В России существует обычай поминать умерших угощением. На сороковой день после смерти родственникам следует делиться едой, причем угощать не просто кого попало, а самых несчастных. Чем несчастнее накормленный, тем более ты угодил умершему, тем больше твоя заслуга перед Богом. А где их было взять, несчастных, в самой счастливой стране мира? Вот и шли к воротам нашего детдома бедолаги с сумками, корзинками и пакетами. Несли конфеты, печенье, булочки и блины, все, что могли. Неутомимые воспитатели прогоняли их, чаще всего безуспешно. Нянечки же наши, пользуясь своим служебным положением, проносили через ворота детдома “поминальное”, несмотря на строгие запреты. Больше всего везло нянечкам, работающим с нами, неходячими. Нас кормили отдельно, воспитатели были далеко. К тому же мы были самыми несчастными. Конфеты, скормленные нам, ценились гораздо выше.
Мы же, со своей стороны, знали, что за “поминальное” нельзя говорить “спасибо”, что, когда тебя угощают, нельзя улыбаться.
Я лежал в саду. Садом мы называли несколько яблонь, росших возле здания детдома. Ползти до сада мне пришлось долго, я устал и лежал на спине, отдыхая. Я лежал и ждал, что какое-нибудь яблоко упадет недалеко от меня. Но повезло мне гораздо больше.
Сухощавая старушка лезла через забор. Забор был двухметровый, но бабушку это не остановило. Она быстро спрыгнула с него, огляделась по сторонам и подошла ко мне. Деловито оглядев мои руки и ноги, она недоверчиво спросила: “Сирота небось?” Я кивнул. Такого везения она не ожидала, скрюченные ноги и руки, да к тому же и сирота. Она поставила на землю свою корзинку, откинула полотенце, прикрывавшее содержимое, достала оттуда блин, дала мне и скомандовала: “Ешь”. Я стал быстро есть блины, она торопила меня и все повторяла: “Тетку Варвару поминай, тетку Варвару”. Но все хорошее быстро кончается. Из-за угла уже шла воспитательница.
– Почему посторонние на территории? Кто пустил? Что вы тут делаете?
И уже мне:
– Что ты делаешь?
Что я делал? Я жевал третий блин. Жевал быстро, потому что в руке у меня было еще полблина и я хотел успеть доесть все.

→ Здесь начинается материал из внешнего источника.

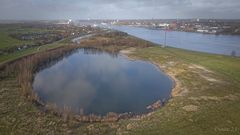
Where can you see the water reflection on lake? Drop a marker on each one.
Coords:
(99, 82)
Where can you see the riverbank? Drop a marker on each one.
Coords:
(207, 103)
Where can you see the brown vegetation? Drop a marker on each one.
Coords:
(108, 43)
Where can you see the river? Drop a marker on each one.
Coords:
(215, 44)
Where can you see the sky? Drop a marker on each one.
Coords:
(118, 9)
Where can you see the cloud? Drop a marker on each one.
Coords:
(115, 9)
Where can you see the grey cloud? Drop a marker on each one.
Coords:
(118, 9)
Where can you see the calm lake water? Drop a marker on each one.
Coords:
(98, 83)
(216, 44)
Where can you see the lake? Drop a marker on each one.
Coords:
(99, 82)
(216, 44)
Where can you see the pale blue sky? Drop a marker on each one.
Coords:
(118, 9)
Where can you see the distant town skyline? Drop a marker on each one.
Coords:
(115, 9)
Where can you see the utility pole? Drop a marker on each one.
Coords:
(165, 38)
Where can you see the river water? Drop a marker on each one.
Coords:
(216, 44)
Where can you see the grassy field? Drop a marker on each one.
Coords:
(206, 98)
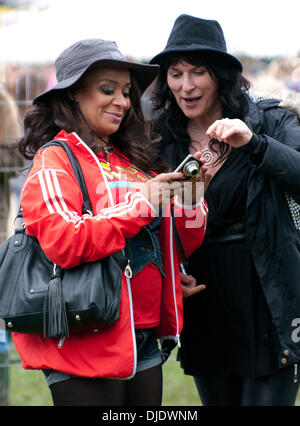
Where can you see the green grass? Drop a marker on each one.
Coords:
(29, 388)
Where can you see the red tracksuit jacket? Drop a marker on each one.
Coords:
(52, 201)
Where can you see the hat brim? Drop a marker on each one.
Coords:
(167, 53)
(144, 74)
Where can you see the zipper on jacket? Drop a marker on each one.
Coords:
(131, 322)
(128, 270)
(173, 281)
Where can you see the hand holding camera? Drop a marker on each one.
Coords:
(193, 169)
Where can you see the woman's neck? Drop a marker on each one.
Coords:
(203, 123)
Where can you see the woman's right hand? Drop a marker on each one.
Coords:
(160, 190)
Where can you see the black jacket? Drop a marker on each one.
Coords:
(274, 156)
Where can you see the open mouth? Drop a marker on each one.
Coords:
(191, 101)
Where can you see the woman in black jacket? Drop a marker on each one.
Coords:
(241, 334)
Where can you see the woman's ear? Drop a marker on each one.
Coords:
(72, 96)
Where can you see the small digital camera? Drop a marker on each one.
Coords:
(189, 167)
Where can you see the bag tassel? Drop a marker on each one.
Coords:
(55, 314)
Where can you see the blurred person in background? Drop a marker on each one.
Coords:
(10, 162)
(237, 339)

Шустрая бабушка уже подхватила свою корзинку и сиганула через забор. Я быстро доел блин. Воспитательница постояла, улыбнулась чему-то и ушла. Это были первые блины в моей жизни.

Котлета

Я слушался старших, всегда слушался старших. В конце каждого учебного года мне торжественно вручали почетную грамоту “За отличную учебу и примерное поведение”. Учился я действительно отлично, а термин “примерное поведение” означал, что я никогда не спорил с преподавателями. Общаться с учителями было легко – они всегда несли полную чушь. Часами нам рассказывали о совершенно ненужных и бесполезных вещах. От нас требовали пересказывать все это на уроках. Память у меня была хорошая, пересказать урок я мог запросто. Учителя думали, что я очень стараюсь. Странные люди. Мне нравилось учиться в школе, там все было понарошку. Нам давали книжки с красивыми картинками, тетради в линейку и клеточку. Это была такая игра – школа. Я играл в нее с удовольствием. Но слушаться надо было всех старших.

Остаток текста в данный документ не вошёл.